On the need to be more accepting, open, and kind
Jennifer Tang CONTRIBUTOR
Image: Tumblr
Him: you’re not like other girls.
Hailee: what’s wrong with other girls?
Hailee Steinfeld’s song “Most Girls” tackles the stigma associated with the words, “You’re not like most girls,” and the way in which they are often used. In the music video, a boy compliments Hailee for being different from other girls. She explains in an interview with Rebecca Nicholson, a writer of The Guardian, the consequences of this seemingly harmless comment, “I felt that we’ve been accepting the compliment, ‘You’re not like most girls,’ for a very long time. I have. I feel like there’s been this golden standard or rule that in order to be special you have to be different to other women.”

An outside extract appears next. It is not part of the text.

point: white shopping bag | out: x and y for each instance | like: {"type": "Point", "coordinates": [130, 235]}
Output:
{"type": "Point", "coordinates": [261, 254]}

Growing up, I always advocated for feminism. “Feminism is equality: politically, culturally, socially, economically. That’s it, that simple,” Emma Watson, a well-known advocate of women’s rights described the concept perfectly. The movement is about giving people the choice to decide what they want to do and how they want to define themselves, without being judged. “You know some days you feel so good in your own skin, but it’s okay if you [want to] change the body you came in, ’cause you look greatest when you feel like a damn queen,” Steinfeld echoes this idea in her song “Most Girls.” She tells her listeners that everyone should be allowed to feel comfortable in their own skin and if there is something that they want to change, they should be able to do it without judgment.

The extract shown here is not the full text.